Arianda watched him. The firelight softened the lines of his face, but his eyes held a weight that seemed to belong to the deep stone around them. He had built a system meant to create fairness. She thought of the anxious, glancing looks in her hometown, the unspoken calculations as her birthday neared. Some scales were never meant to be equalized.
"Do you miss it?" she asked suddenly. "The old world? Before… all this?"
The question landed softly, but Diego went very still. Sebastian lifted his great head, placing his chin on his master's knee. Swan stopped eating, her green eyes fixed on Diego's profile.
He looked into the flames for a long moment. "I miss the skyline," he said finally, his voice quieter than they'd ever heard it. "The taste of a food that no longer exists. But this…" He gestured around the camp, at the huddled trainees, the vigilant wardens, the hidden dragons. "This is the world that is. You build with the materials you have."
He shook his head, as if clearing water from his ears, and the cheerful merchant was back. "Enough philosophy. Finish your stew. First watch is Sherief and Gale. The rest of you, sleep. The ridges won't cross themselves."
The conversation fractured into smaller groups, the eerie tension of the rocs replaced by a pensive, buzzing wonder. Arianda ate slowly, the savory stew warming her from the inside. She watched Diego joke with Balor about the price of stone, his ancient history once again tucked neatly behind his eyes. She had touched a crack in his armor, just for a second. She wondered what he had seen, in a thousand years of building, that made him look so terribly lonely when the mask slipped.
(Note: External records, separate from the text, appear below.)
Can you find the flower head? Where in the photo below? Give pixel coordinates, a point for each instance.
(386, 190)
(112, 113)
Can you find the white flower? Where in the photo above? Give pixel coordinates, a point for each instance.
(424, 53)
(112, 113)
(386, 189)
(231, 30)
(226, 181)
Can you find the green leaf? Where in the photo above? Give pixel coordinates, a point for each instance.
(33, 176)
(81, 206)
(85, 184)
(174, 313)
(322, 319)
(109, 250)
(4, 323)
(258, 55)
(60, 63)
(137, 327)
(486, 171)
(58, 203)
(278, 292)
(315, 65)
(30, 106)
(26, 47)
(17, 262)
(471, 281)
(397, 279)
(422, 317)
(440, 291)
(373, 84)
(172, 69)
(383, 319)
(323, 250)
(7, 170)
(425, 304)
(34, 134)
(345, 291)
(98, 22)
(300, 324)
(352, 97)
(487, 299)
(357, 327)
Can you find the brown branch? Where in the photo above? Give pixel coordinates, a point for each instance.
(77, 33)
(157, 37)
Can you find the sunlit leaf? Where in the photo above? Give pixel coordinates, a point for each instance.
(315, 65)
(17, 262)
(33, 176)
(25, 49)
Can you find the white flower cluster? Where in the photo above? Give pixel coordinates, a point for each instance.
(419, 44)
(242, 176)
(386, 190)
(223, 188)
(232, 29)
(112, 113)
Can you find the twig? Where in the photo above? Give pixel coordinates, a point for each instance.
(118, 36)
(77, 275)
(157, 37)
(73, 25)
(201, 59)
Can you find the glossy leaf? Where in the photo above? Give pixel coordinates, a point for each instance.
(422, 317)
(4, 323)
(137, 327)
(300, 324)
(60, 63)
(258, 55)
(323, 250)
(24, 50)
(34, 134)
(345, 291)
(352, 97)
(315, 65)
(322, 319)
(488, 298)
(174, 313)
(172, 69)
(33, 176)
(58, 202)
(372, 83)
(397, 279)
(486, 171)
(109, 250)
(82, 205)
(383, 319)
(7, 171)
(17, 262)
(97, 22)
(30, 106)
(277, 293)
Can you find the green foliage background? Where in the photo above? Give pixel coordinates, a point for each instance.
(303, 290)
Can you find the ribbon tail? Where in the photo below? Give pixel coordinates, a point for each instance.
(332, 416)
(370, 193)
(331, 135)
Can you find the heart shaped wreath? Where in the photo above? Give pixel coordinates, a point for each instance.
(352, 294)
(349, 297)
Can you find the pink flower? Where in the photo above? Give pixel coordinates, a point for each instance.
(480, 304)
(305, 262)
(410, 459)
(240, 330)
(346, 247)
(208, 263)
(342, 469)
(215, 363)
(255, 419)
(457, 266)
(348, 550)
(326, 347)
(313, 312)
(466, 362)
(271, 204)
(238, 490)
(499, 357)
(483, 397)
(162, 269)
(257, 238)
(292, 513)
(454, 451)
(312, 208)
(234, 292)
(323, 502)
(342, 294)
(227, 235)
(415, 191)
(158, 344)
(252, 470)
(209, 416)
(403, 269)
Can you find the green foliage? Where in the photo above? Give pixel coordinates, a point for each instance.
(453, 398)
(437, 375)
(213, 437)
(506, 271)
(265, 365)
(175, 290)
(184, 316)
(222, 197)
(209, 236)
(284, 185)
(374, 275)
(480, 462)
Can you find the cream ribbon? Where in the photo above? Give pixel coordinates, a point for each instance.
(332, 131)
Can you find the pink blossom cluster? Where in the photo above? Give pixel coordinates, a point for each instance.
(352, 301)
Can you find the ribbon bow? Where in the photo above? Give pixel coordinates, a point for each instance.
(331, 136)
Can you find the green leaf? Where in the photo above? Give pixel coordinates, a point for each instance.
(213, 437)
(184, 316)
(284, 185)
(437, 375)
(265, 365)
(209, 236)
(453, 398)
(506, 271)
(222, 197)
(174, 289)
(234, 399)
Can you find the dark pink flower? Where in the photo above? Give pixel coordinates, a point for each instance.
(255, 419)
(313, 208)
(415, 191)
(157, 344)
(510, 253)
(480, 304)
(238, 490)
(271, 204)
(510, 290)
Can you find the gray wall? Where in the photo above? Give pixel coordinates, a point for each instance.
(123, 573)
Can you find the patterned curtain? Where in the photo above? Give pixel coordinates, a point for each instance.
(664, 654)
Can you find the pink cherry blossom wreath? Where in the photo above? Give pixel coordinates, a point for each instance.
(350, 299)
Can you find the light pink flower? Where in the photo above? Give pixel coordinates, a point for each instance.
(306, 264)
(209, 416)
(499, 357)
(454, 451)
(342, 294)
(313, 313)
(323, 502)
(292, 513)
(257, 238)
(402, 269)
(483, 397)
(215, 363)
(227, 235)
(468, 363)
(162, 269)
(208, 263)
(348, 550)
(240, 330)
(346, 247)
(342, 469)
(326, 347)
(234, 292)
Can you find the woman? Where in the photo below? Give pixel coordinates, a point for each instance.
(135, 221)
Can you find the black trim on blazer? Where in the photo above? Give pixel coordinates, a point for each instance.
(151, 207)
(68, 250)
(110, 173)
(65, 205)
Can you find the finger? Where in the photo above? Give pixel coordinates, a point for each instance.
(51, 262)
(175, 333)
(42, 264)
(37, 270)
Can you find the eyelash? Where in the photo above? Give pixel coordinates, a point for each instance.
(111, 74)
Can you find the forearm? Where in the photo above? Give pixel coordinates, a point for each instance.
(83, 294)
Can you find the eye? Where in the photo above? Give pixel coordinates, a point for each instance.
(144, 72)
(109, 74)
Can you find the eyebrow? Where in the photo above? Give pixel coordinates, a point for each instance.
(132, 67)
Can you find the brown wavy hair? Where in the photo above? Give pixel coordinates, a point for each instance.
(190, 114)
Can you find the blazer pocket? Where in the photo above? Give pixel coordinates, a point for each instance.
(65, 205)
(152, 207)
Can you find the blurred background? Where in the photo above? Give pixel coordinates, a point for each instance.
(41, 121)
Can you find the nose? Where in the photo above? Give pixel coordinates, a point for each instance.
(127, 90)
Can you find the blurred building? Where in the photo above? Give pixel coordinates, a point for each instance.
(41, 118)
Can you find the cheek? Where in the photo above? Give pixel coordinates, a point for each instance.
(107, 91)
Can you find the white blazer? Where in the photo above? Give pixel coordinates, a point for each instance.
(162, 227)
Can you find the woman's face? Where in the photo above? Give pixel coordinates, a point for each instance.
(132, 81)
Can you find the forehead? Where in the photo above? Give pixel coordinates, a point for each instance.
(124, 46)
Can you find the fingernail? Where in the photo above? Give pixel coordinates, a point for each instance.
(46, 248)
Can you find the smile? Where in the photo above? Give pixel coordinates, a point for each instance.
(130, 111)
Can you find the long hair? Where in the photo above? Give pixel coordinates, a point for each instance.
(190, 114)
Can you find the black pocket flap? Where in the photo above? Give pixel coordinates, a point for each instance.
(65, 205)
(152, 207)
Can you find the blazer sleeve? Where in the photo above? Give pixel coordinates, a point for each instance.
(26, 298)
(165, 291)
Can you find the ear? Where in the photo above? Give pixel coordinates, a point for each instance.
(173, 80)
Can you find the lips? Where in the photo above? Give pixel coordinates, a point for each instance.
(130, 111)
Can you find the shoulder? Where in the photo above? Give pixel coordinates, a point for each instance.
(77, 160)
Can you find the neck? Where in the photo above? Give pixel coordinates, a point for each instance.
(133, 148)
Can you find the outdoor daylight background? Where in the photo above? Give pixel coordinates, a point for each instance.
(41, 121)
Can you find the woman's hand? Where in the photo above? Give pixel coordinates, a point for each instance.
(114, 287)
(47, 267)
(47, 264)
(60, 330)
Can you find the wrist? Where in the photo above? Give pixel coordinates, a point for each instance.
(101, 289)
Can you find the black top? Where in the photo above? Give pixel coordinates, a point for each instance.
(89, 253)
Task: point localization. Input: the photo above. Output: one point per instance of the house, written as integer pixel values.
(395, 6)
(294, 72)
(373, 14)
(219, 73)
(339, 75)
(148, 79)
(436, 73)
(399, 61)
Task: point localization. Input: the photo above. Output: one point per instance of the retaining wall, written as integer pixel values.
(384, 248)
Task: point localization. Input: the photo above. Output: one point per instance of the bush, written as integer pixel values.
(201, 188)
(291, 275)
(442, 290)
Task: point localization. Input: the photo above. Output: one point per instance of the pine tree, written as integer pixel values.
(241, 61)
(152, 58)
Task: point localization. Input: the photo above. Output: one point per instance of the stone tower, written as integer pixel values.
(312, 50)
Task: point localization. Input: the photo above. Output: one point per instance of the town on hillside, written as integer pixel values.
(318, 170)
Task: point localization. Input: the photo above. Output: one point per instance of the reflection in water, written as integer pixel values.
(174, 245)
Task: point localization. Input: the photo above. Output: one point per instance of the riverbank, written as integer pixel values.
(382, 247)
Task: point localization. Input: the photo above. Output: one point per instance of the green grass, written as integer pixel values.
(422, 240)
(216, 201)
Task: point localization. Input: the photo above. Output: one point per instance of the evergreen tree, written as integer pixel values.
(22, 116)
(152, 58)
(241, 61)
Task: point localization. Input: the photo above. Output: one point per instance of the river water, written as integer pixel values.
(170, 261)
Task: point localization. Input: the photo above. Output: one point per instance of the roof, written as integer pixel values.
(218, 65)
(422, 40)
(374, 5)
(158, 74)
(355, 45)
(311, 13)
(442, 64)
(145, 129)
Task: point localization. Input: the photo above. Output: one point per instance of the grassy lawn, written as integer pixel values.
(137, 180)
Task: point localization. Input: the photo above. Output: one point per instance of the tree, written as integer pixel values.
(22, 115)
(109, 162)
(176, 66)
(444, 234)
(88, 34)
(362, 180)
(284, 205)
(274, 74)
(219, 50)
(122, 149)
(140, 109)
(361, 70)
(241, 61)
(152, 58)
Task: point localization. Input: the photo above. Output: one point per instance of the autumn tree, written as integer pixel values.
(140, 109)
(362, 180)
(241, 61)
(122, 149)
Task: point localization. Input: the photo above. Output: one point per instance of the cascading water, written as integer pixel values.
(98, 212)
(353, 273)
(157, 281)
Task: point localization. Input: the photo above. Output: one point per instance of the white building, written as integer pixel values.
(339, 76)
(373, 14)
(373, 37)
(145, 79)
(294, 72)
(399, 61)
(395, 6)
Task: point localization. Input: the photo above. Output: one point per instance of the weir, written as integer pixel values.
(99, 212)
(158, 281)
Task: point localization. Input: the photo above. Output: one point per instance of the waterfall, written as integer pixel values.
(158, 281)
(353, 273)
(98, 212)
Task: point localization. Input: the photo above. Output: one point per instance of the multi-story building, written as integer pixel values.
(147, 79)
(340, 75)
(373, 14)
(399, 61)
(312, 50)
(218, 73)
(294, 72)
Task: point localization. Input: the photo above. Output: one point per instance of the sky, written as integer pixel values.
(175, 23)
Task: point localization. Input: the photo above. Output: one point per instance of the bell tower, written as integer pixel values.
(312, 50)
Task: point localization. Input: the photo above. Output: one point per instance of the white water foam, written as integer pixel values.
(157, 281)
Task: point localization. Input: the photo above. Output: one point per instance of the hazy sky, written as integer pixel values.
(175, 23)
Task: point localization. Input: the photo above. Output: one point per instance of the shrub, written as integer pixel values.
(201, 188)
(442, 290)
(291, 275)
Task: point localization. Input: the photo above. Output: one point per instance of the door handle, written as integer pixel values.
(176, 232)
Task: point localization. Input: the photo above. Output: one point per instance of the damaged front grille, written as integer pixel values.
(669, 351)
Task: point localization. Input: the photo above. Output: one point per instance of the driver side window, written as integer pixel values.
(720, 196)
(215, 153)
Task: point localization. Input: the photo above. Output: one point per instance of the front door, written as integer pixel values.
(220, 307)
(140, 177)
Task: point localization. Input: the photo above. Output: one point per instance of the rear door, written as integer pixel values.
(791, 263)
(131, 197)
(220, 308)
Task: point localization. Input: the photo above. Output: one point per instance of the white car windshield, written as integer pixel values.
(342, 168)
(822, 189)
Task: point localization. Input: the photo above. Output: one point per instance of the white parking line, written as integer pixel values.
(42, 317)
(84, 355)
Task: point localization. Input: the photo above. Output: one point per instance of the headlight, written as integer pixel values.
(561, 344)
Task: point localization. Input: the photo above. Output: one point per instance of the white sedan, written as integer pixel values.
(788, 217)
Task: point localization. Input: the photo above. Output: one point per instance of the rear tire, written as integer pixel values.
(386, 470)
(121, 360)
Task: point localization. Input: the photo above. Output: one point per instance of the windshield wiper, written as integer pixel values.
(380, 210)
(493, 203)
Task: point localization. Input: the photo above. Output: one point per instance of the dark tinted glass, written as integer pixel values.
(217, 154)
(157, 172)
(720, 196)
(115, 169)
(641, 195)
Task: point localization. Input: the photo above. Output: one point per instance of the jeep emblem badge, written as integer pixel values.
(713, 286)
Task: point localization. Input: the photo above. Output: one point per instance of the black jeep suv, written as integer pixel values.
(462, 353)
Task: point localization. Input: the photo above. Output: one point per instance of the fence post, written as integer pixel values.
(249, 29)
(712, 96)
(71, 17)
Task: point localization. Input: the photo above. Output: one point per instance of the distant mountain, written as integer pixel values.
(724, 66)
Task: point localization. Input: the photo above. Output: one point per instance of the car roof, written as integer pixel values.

Simon bumped her shoulder gently with his own. "A thousand years," he whispered. "Think he ever gets bored?"
"I think," Arianda said, watching Swan lean her head against Diego's shoulder, a simple, intimate gesture, "he finds new things to care about."
Later, wrapped in her bedroll with Zariel a warm, crimson curve against her back, Arianda stared at the stars between the high rock walls. Money was trust, made physical. History was a man who remembered a lost skyline. Danger was a shadow between the stars. The world was layers, each one deeper and more strange than the last. She closed her eyes, and for the first time that night, the vast, hungry dark felt less like a threat and more like a question she was slowly learning to ask.